First, CAMP differs in the way the trie is split into sub-tries. While [21] aims at having a large ( $\sim$ 4000) number of equally sized sub-tries, our design strives for simplicity. Thus, CAMP splits a trie into one root sub-trie and multiple leaf sub-tries. Root sub-trie handles first few bits (say r) of the IP address, and it is implemented as a table, indexed by the first r bits of the IP address. With this, there may be up to  $2^r$  leaf sub-tries; each of which can be in-dependently mapped to the pipeline.
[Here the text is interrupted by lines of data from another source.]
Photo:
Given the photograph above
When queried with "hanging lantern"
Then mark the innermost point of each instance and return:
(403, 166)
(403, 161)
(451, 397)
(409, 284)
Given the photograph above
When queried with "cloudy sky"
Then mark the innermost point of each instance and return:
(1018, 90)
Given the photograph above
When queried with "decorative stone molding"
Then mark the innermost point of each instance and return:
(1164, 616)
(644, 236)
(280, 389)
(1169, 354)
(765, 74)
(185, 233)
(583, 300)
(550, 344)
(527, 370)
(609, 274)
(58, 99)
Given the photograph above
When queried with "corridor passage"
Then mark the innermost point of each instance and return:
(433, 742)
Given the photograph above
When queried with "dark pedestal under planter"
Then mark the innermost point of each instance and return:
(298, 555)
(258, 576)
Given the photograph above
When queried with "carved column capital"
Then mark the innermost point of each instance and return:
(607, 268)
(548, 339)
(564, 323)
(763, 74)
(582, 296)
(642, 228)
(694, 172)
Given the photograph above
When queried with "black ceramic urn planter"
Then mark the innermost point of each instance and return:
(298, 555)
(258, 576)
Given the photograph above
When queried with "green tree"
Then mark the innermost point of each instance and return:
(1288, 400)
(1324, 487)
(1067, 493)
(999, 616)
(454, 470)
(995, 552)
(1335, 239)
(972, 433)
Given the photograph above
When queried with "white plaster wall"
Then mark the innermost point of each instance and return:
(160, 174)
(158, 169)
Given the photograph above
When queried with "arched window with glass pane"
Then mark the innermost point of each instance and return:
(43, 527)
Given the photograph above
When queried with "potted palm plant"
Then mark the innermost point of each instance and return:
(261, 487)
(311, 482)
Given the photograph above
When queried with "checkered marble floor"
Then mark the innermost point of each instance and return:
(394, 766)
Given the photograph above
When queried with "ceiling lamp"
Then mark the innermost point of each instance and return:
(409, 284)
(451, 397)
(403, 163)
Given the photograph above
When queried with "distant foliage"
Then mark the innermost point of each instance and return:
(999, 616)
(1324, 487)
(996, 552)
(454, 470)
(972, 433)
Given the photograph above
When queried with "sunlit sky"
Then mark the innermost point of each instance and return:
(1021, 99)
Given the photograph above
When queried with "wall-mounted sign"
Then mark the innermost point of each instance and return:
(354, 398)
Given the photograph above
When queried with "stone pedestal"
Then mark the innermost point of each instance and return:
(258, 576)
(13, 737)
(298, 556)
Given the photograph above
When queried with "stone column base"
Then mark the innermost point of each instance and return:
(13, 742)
By judiciously mappings these, the systems maintain near-optimal memory utilization, not only in memory space but also in number of accesses per pipeline stage.

Second, having a reduced number of sub-trie of different sizes, we propose a different heuristic to map them to the pipeline stages. As a matter of fact, our scheme proves to be much simpler, which also gracefully handles incremental updates.

Finally, our design uses a different mechanism to maximize pipeline utilization and handle out of order lookup conditions. In particular, we aim at having not more than one access per pipeline stage for any lookup. CAMP goes further and decouples the dependence of number of pipeline stages from the number of trie levels. Thus it can employ a large number of compact and fast pipeline stages to enable high throughput while consuming low power. With large number of stages,

pipeline utilization may degrade significantly. To this end, CAMP employs effective schemes to achieve high utilization.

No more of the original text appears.